Open Up North 2014 will culminate in a multi-venue exhibition across Kendal from May 31 to July 27 with a prize fund in surplus of £3000.

Following the success of the competition and exhibition in 2011 in which over 200 artists took part, the Brewery Arts Centre is ‘pleased’ to announce the return of the novel arts competition.

In 2011, Open Up North, saw 206 artists enter a total of 384 artworks with 150 pieces of work in the exhibition.

All of the works should be submitted via an online portal at www.openupnorth.org which will open on Monday March 3. The competition is open to any 2D artforms; including painting, drawing, printmaking, photography, digital and 3D wall mountable work.

The exhibition will be shown in venues across Kendal, including all gallery spaces in the Brewery Arts Centre, the Abbot Hall Art Gallery Coffee House and the Kendal College Castle Dairy.

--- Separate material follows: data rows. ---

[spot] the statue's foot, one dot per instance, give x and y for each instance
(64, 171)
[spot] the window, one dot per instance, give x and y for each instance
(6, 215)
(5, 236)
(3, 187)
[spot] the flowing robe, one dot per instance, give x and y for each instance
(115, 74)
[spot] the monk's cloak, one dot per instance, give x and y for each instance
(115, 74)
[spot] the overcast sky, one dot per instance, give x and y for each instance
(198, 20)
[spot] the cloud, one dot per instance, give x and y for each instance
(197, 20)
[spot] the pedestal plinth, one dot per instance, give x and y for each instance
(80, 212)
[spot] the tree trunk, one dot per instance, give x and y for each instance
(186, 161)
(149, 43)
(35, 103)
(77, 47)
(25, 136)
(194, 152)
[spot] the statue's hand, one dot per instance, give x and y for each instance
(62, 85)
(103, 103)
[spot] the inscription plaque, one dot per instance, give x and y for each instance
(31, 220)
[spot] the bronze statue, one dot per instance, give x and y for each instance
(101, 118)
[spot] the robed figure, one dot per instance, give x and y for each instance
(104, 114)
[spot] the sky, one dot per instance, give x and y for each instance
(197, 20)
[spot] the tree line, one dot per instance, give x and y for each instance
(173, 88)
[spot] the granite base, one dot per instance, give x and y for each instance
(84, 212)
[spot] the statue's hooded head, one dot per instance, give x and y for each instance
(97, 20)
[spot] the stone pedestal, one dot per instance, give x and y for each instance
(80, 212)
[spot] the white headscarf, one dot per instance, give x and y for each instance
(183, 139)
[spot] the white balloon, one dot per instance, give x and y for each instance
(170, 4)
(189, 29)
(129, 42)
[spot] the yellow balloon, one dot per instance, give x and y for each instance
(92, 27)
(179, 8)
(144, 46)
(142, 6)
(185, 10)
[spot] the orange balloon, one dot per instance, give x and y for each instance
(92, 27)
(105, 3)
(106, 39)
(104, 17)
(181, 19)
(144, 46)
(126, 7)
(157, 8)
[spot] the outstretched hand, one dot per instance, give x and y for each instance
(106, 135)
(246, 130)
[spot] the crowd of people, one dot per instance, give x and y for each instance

Judges taking part this year are Helen Watson, director of collections and exhibitions at the Lakeland Arts Trust, Kwong Lee, director of Castlefield Gallery in Manchester and Estelle Lovatt, art critic and regular guest on BBC radio and TV, Sky News, and lecturer at Hampstead School of Art, London.

Developing the Brewery’s programme to support emerging artists across all art forms including theatre and literature, emerging artists who enter Open Up North will be eligible to attend a series of professional development sessions across northern England and three selected artists will benefit from a programme of mentoring coordinated by the Brewery Arts Centre’s Emerging Artist Programme in partnership with the Castlefield Gallery in Manchester.

This pioneering programme will be funded by the Esmée Fairbairn Foundation and will give the artists the opportunity to develop their artistic work and careers through workshops, master classes and mentoring sessions and will run from June 2014 until May 2015.

The Esmée Fairbairn Foundation is one of the largest independent grant-makers in the UK, making grants of £30 to £35 million annually towards a wide range of work within the arts, education and learning, the environment and social change.